So far we’d kissed only that once. Sometimes Koen would press his fingers into my palm and I’d feel their icy pressure and wait for the thrill of something, for that rush of lust that I was sure had been promised to me in my dreams. But it never
happened
. It was as if we were standing on the edge of a steep cliff ready to go tumbling over if only someone would give us a push. But neither of us was pushing. In fact, neither of us had budged.

One night I knocked on his door and straightened my shoulders, trying not to be unsettled at the sound of his dog’s high-pitched yelps. By the time Koen’s little sister, Stella, let me in, I managed to force a smile to my face. Standing in the doorway, I watched as he grabbed his knit hat and scarf. His parents’ screams tumbled down from the second story.

It was so weird to stand in his quarters. His home looked just like ours, with the narrow entryway and the long metal table and the rickety electric stove in the galley. But it felt so
different
. Our house was blue gaps of silence punctured by the white light of the arguments my father and I had, while Koen’s house was more like Rachel’s, a constant busy jumble of color and life and sound.

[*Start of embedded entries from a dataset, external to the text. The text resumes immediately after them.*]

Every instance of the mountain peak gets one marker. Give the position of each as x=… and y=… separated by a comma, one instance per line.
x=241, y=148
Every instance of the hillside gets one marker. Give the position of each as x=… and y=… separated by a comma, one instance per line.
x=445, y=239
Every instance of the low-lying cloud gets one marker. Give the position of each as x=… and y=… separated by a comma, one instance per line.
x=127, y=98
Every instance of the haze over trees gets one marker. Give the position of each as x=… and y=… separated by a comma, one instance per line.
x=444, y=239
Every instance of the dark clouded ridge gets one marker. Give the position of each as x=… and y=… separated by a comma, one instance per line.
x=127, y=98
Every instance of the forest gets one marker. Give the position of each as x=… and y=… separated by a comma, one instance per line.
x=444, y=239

He buttoned his coat, looking at me with a hint of a grim smile. “Come on,” he said as he brushed by me. I followed him out. Then I heard him mutter something under his breath.

“Sorry about that.”

“Why are you always apologizing for them?” As we started down the street, the knuckles of his fingers almost brushed mine. I wondered if it was intentional, but then he stuffed his fists into his pockets. Sighing, I did the same. “It’s not as if my family is perfect.”

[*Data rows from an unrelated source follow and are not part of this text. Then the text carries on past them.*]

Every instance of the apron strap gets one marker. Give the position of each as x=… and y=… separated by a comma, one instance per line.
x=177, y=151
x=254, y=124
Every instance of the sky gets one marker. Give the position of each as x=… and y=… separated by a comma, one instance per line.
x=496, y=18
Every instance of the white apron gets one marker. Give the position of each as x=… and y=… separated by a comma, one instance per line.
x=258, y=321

“Yeah,” said Koen, “but no matter how crazy your father is, I
respect
him.”

I let out a snort at that. “I don’t see why.”

“Because he’s good at his job. Because he truly believes in the ship’s purpose, in
tikkun olam
. He’s probably the best Asherati I’ve ever met.”

I bit the insides of my cheeks. How could I respond to that? My father was a noble Asherati when it suited him, sure. But only then. In private he could be cutting and cruel, obsessed with rank and with keeping up appearances. Koen knew all of that, but he went on anyway. “Besides, you don’t even know my parents.”

“It’s not like that makes a difference,” I said. I couldn’t bear to look at him as I spoke, timid, hesitant words. “They’re going to be my family soon either way.”

I stole a glance at him. But Koen seemed to be making a point not to look at me, instead gazing off into the distance. There the street narrowed into a cobbled path that ran between the cornfields. He didn’t speak, just blew the warm air of his breath into his bare hands.

As we walked down the path, through the dead, towering cornstalks that bent like dusty bones toward us, I chewed my lip, peeling away the dry skin, tasting blood. If I were Rachel, I’d know what to say. I’d know how to prove myself, to prove that I was worthy of the things he’d asked of me—marriage, a partnership, his trust. Love. But what did I know about love? Only the strange moans of my parents down the hall when I was little, and the dreams I had at night, wrong dreams, embarrassing dreams, dreams where I lay down in the warm dirt and was naked except for the vines that crawled over me and the purple flowers that blossomed over my skin.

And so I did the only thing I could. I let my gloved hand dart out of my pocket and up and grab Koen’s hat from his head. Then I took off running.

“Hey!” he called, and broke out in rough laughter. “Hey!”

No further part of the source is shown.